Les Filles de Salem Comment nous avons condamné nos enfants, Thomas Gilbert (par Myriam Bendhif-Syllas)

Ecrit par Myriam Bendhif-Syllas , le Mercredi, 12 Décembre 2018. , dans Bandes Dessinées, Les Livres, Critiques, La Une Livres

Les Filles de Salem Comment nous avons condamné nos enfants, éd.
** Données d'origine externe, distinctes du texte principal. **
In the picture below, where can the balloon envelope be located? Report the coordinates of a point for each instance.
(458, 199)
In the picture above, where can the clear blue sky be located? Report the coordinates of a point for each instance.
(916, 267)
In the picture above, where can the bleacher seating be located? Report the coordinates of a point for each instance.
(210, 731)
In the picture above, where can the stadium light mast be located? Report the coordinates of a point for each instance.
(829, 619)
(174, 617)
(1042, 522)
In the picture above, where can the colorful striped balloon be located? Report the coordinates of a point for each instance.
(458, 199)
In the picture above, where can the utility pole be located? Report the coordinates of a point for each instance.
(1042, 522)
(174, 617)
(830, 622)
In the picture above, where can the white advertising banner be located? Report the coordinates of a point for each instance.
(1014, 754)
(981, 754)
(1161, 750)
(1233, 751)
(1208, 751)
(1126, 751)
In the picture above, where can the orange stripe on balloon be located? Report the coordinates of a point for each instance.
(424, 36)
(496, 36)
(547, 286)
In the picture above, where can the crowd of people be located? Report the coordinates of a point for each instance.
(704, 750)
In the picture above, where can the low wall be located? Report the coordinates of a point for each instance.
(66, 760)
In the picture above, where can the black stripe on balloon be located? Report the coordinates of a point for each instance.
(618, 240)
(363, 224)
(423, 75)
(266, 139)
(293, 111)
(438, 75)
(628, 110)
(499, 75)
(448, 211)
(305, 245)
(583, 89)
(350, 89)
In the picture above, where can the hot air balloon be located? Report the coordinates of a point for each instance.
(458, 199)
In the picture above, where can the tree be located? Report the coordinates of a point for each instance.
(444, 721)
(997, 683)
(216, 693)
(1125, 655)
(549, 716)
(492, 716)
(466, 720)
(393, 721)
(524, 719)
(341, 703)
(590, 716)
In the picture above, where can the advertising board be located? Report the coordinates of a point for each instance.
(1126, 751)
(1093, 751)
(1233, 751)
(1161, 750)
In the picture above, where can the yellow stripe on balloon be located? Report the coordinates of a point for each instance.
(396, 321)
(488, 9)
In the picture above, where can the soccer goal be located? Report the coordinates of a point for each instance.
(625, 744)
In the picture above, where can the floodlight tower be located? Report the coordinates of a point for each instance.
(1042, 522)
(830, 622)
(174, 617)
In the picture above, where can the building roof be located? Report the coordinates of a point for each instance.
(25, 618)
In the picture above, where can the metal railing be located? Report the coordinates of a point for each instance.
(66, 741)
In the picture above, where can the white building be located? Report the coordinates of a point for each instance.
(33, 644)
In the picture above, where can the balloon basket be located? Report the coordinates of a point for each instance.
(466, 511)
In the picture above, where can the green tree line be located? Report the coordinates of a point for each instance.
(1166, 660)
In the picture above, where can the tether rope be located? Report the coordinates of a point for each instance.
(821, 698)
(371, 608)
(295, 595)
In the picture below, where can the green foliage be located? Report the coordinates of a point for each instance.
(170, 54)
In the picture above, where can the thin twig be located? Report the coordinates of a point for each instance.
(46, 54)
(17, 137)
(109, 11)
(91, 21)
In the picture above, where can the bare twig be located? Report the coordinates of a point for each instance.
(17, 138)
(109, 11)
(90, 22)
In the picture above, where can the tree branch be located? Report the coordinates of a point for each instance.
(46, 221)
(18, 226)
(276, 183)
Dargaud, septembre 2018, 198 pages, 22 € . Ecrivain(s): Thomas Gilbert

Coup de cœur BD de cette rentrée, l’impressionnant roman graphique de Thomas Gilbert vient apporter une vision nouvelle de la devenue légendaire et sinistre affaire des sorcières de Salem. Après la pièce d’Arthur Miller et le beau film de Raymond Rouleau (1957), scénarisé par Sartre, tout à fait passionnants, le lumineux Tituba de Maryse Condé, cet ouvrage donne le point de vue de ces prétendues sorcières, dépassant largement la portée de tous les apports historiques et documentaires concernant le sujet. Ici il est question de cœur et de tripes, pas de preuves qui resteront introuvables, restées cachées dans les esprits des protagonistes de ce sombre épisode.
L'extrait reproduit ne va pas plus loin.